Gone Girl by Gillian Flynn

You've probably seen the distinctive black cover of Gillian Flynn's Gone Girl everywhere in recent months. WHSmith's, Waterstone's, Tesco, airports, trains ... along with SJ Watson's Before I Go To Sleep, it seems to be the thriller of the moment. What, then, is so special about it?

What Gone Girl definitely did for me was keep me turning the pages. It was one of those books I kept thinking about while I was doing other things, wondering when I'd be able to get stuck into it again. The writing is sharp, observant and witty, with two very strong narrative voices - the story is told from the points of view of Nick, who comes home one day to find his wife Amy has disappeared amid signs of a struggle, and Amy herself, through old diaries that tell the story of their relationship. What complicates matters is that Nick seems far from devastated about Amy's disappearance, and not only the American media and the local police force but we as readers can't help but be suspicious. What is Nick withholding from us? And why are his feelings towards his wife, whose diaries suggest she's desperate to make the marriage work, so ambivalent?

This set-up makes for an intriguing but fairly standard well-crafted whodunnit (or perhaps more of an ifdunnit). However, it's about halfway through the book, when we realise that Amy, too, might not have been entirely honest with us, that Gone Girl really starts to stand out from the crowd.



Just as I began reading Gone Girl, the former LibDem MP Chris Huhne and his wife Vicky Pryce were sentenced to eight months each in prison after Pryce, apparently driven by a bitter need for revenge after Huhne's affair with another woman was exposed, revealed  she had once agreed to lie to the police in order to accept Huhne's speeding points for him. What struck me about that case was that both Huhne and Pryce seemed to be astonishingly unpleasant people, and that their once (presumably) happy marriage had curdled like sour milk into something toxic and foul. In some ways, Gone Girl is about a similar situation. Funny, affable midwest boy Nick and well-off, high-achieving New Yorker Amy - or Amazing Amy, as she's known in a bestselling series of Ramona-style kids' books written by her parents - have begun their relationship as the perfect couple, and yet their marriage has decayed into rottenness.

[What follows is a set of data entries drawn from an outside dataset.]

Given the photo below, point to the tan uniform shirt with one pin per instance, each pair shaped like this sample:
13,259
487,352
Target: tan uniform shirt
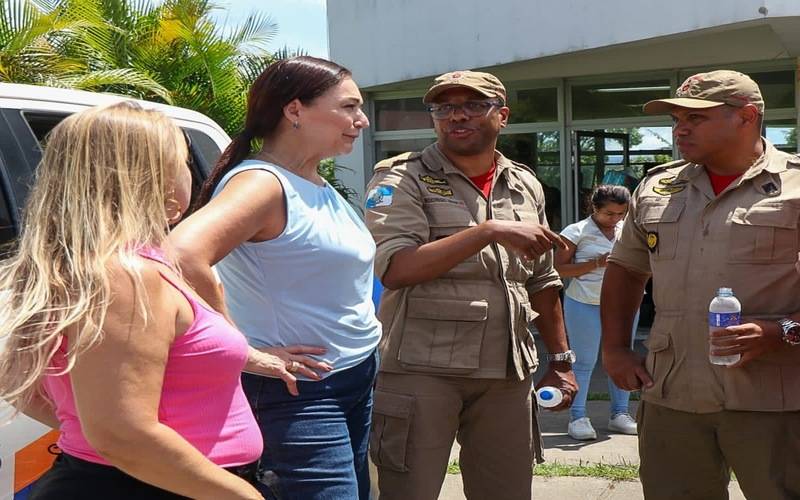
693,243
474,319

Both Nick and Amy are deeply flawed characters and, for the most of the book, are very hard to like: if you're the sort of reader who struggles to care about the outcome for a particular character unless you actively like them, Gone Girl probably isn't for you. I, however, raced through Nick and Amy's accounts of their deteriorating relationship with a sort of horrified fascination.

The lesser characters -Amy's infuriatingly close parents, a brash, Mr Loophole-style celebrity lawyer and Nick's twin sister Margo - don't have an enormous amount to do, but they are just about interesting enough to support the plot and certainly Margo (or Go, as she's called throughout the book, which grated on me no end) and Amy's parents are essential in the sense their support for their respective family members goes some way towards validating the characters of Amy and Nick, demonstrating that they are capable, at least up to a point, of maintaining functional relationships, if not with each other.

For me, Gone Girl does run out of steam a little towards the end, which I felt dragged on just slightly longer than necessary - although it is, ultimately, chilling and shocking, it could/should have been accomplished in far fewer words. It also suffers a little from the plot shedding plausibility as it unfolds. Overall, though, this a smart, engaging psychological thriller.

Comments

  1. Excellent. You never really know where it's going. And the author is very good at capturing different perspectives. I was totally perplexed all the time. A GREAT read!